Good moaningAs a tribe, we academics enjoy complaining: too much teaching, too many committees, not enough funding, reviewers too mean, houses too expensive, wages not enough, blah blah blah. However, I would like to stick my head above the parapet (anonymously) and propose a new manifesto for 2016: Celebrate Academia. I would like to remind you that academia is fun, to rekindle the spark that got you here in the first place. Yes there are rubbish bits, but when I pause (from complaining) and reflect, the following things make me happy and I think should make you happy too.
The longer you work in academia, the wider your global network. Bask in the reflected company of your peers. We have the privilege to work with brilliant, interesting people from around the world, many of whom are fascinated by the same obscure minutiae of our fields and will happily discuss it late into the night, often over a beer, in an interesting exotic place, or Brussels.

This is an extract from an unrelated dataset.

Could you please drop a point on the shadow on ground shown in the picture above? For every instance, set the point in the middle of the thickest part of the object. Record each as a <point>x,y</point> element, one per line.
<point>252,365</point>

Working with students allows you to reflect on the joys of youth through the mirror of their experiences. Undergraduates have a limitless capacity to imagine they are pioneers, that their ironic fashion show is the first of its kind, or that no one else ever pulled an all-nighter to complete an assignment for which they had ample warning because they were too busy organising an ironic fashion show. Celebrate your acquired wisdom and maturity, whilst missing grant deadlines for which you had ample warning because you were too busy organising your children’s fashion show.

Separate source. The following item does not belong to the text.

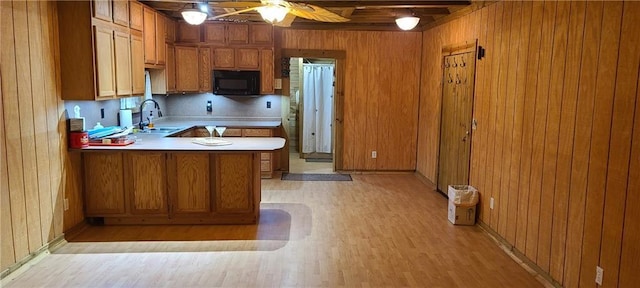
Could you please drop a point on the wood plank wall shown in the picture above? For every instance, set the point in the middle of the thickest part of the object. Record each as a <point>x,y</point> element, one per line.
<point>558,139</point>
<point>32,137</point>
<point>381,93</point>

I don’t have much experience of the real world outside academia, but certainly compared my time as a night cleaner in a refrigerated yoghurt warehouse, working in a university is full of chances to learn. Learn more because you are teaching a new course, learn more because it drives your research. But most of all learn more because it’s fun, it’s there and it’s the essence of the job.
Heal the world
Our work has societal value (measurable if you believe REF). Not only is that a good thing, it is a shield when confronted with your friends from undergraduate days who are now earning a million dollars in the City. It will take the sting out of the fact that they can afford houses in Oxford/ shopping in Waitrose/other essentials.
You get to be the expert in your field. We may not get as much time to spend on research or the funding to support it as we would want. But we are extremely privileged to be given money, most of which comes from other people’s hard work – taxes, charity, benevolence, to indulge our own personal curiosity, which, when you stop to think about it, is amazing.
Time is on my side
Find the things you enjoy and do them: I get deep joy from playing football during the working day. You are, as an academic, more or less your own boss. Yes there are disagreeable tasks: admin, marking, grant-writing. But even the bad bits shouldn’t take all of your day and if they are, drop some. It is acceptable to say no and where not, it is normally possible to shape courses and committees to reflect your research interests.

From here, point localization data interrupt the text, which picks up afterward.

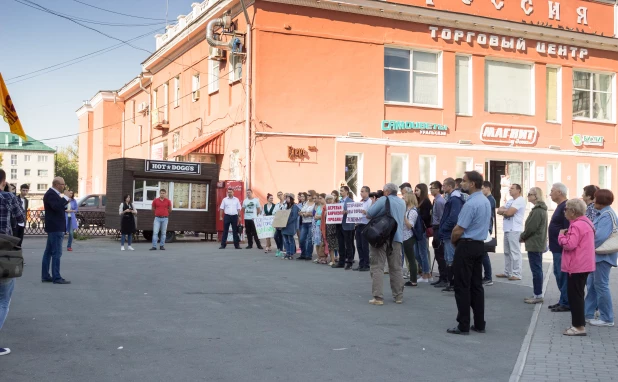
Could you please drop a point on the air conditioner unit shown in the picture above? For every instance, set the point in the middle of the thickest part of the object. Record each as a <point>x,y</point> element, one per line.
<point>216,54</point>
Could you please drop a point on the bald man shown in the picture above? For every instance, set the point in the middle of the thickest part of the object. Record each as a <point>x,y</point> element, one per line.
<point>55,202</point>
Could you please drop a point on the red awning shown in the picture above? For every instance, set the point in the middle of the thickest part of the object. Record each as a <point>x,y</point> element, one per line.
<point>207,144</point>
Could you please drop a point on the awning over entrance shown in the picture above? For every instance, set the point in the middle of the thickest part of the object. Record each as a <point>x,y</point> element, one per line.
<point>208,144</point>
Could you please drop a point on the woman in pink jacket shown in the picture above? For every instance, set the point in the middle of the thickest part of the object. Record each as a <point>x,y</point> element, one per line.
<point>578,260</point>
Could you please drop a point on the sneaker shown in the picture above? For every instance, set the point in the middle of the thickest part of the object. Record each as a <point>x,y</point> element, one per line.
<point>600,323</point>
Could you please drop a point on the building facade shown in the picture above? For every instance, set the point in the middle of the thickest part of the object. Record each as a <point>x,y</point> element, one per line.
<point>27,162</point>
<point>364,92</point>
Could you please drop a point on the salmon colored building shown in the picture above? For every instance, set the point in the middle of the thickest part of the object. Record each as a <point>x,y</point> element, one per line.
<point>305,94</point>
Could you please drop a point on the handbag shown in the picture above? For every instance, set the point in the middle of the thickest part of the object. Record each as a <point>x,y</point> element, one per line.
<point>492,241</point>
<point>610,245</point>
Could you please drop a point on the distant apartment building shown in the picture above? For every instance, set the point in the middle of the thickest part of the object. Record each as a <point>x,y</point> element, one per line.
<point>291,95</point>
<point>27,162</point>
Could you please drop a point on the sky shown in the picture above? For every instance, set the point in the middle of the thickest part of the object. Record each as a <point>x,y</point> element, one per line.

Remember, no one forced you to do this job. There are a number of high stress jobs that involve people shooting at you (soldier), shouting at you (police) or dying on you (doctor). There are others that involve horrible hours, terrible working conditions and repetitive tasks, but luckily I stopped being a post-doc.
If my relentless optimism isn’t enough for you, think of the children/students. A common reason given by PhD students for not remaining in academia is pressure on junior PIs. Complaining about the stress of academia may be a cunning plan by established faculty to stop newer, smarter people joining the competition. But it isn’t fair on the next generation and wasteful of all we have invested – time, energy, money - in getting them across the line.
Don’t worry be happy
In conclusion and for the sake of balance, I accept that there are problems with the system. There are fewer entry level posts and those that do exist come with considerably less job security than before (believe it or not). The demands of the career have changed significantly and it is much harder to get that critical break-in grant than 20 years ago. But dwelling on the negative doesn’t actually help anyone. So, in 2016, let’s turn the tearoom discussion around and celebrate what we have. Happier people are more productive, healthier and have better hair (just look at Trump/Drumpf he is really angry and has terrible hair).
PS as always bonus points for the artists for the headings.